Pour les banques qui souffrent de la pression exercée par les taux bas, la réduction des coûts est une option pour tenter de protéger la rentabilité. Mais c’est plus facile à dire qu’à faire. Une restructuration coûte cher et de nombreuses banques n’ont tout simplement pas assez de capital pour la financer. De plus, le coût de la réduction du nombre d’employés peut s’avérer prohibitif dans les pays où les syndicats occupent une position de force. C’est particulièrement vrai dans les pays de la zone euro, tandis qu’il est plus facile de supprimer des emplois en Scandinavie et au Royaume-Uni.

Tout ceci donne un secteur très diversifié et donc une énorme variation de l’impact des taux bas et de la capacité des banques à y faire face. Il est possible que la pression sur les taux d’intérêt s’atténue - les prévisions du marché concernant les taux d’intérêt peuvent changer très vite et des nouvelles positives, comme un accord commercial entre les États-Unis et la Chine, sont susceptibles de faire remonter les taux d’intérêt. Mais si la situation actuelle se poursuit, il est clair pour Justin Bisseker que les banques qui ont été à la traîne ces dernières années continueront à creuser leur retard et que les gagnants conforteront leur position de gagnants.

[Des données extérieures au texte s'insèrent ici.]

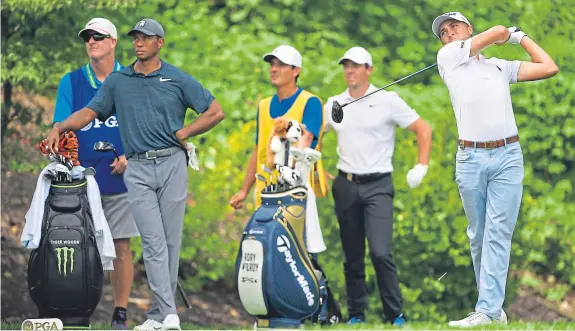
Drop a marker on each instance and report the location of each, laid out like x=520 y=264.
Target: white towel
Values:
x=32 y=232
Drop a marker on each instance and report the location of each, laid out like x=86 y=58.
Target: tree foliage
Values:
x=221 y=43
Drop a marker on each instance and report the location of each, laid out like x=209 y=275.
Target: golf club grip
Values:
x=184 y=297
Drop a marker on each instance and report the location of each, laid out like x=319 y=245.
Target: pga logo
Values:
x=42 y=324
x=111 y=122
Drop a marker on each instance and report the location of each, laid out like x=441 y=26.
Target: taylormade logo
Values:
x=256 y=231
x=284 y=247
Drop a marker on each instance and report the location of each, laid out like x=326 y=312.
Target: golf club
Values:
x=337 y=109
x=270 y=172
x=104 y=146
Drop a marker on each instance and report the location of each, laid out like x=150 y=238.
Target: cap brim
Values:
x=95 y=29
x=350 y=59
x=144 y=31
x=270 y=56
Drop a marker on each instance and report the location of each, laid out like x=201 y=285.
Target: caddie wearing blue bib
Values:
x=76 y=90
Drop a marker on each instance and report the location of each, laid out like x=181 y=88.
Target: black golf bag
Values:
x=276 y=278
x=65 y=273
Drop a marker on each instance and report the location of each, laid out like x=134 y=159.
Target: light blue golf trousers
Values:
x=490 y=184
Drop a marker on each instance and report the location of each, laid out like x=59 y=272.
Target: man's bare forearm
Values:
x=424 y=143
x=537 y=54
x=76 y=121
x=206 y=121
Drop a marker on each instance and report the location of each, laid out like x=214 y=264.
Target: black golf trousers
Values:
x=364 y=208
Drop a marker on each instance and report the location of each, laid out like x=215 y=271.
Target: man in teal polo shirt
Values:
x=150 y=98
x=76 y=90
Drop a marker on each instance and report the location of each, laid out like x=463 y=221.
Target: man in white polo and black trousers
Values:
x=489 y=161
x=363 y=190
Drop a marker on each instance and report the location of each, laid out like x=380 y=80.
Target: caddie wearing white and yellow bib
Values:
x=297 y=104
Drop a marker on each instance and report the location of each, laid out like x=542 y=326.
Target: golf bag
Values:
x=275 y=276
x=65 y=273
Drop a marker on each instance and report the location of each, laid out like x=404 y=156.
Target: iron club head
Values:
x=105 y=146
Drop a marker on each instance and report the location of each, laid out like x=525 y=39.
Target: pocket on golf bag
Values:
x=329 y=311
x=274 y=274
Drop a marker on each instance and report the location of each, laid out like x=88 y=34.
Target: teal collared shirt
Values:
x=152 y=107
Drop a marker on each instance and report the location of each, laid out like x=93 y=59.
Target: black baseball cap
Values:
x=148 y=27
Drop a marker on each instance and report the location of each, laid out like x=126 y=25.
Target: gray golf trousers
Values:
x=157 y=190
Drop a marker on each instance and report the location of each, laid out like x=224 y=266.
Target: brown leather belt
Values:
x=488 y=144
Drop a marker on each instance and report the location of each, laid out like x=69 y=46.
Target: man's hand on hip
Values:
x=181 y=136
x=415 y=175
x=119 y=165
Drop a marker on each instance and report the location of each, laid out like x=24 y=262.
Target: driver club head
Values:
x=103 y=146
x=337 y=112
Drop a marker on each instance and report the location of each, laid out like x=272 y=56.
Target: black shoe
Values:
x=120 y=319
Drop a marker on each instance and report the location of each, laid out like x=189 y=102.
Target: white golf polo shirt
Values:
x=366 y=136
x=479 y=92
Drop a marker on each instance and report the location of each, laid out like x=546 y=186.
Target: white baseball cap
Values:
x=454 y=15
x=102 y=26
x=358 y=55
x=285 y=54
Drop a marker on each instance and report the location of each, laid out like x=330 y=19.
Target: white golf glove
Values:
x=193 y=159
x=415 y=175
x=516 y=35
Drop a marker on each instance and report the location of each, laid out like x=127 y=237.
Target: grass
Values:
x=410 y=326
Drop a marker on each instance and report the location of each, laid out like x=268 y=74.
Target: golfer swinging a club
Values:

Opportunités pour les investisseurs

Cette diversité est pourtant porteuse d’opportunités. Si les valorisations restent à ce niveau, il existe des opportunités d’investissement pour les investisseurs contrariens qui portent sur le marché un regard trop pessimiste. Malgré la politique récente de la BCE, le secteur bancaire européen a affiché d’excellents résultats. En septembre, le rendement du secteur était de 9,5 %, contre 3,8 % pour l’indice MSCI Europe. Les taux d’intérêt sont très importants pour les modèles économiques des banques, mais ils ne sont pas l’unique facteur à prendre en compte dans les investissements.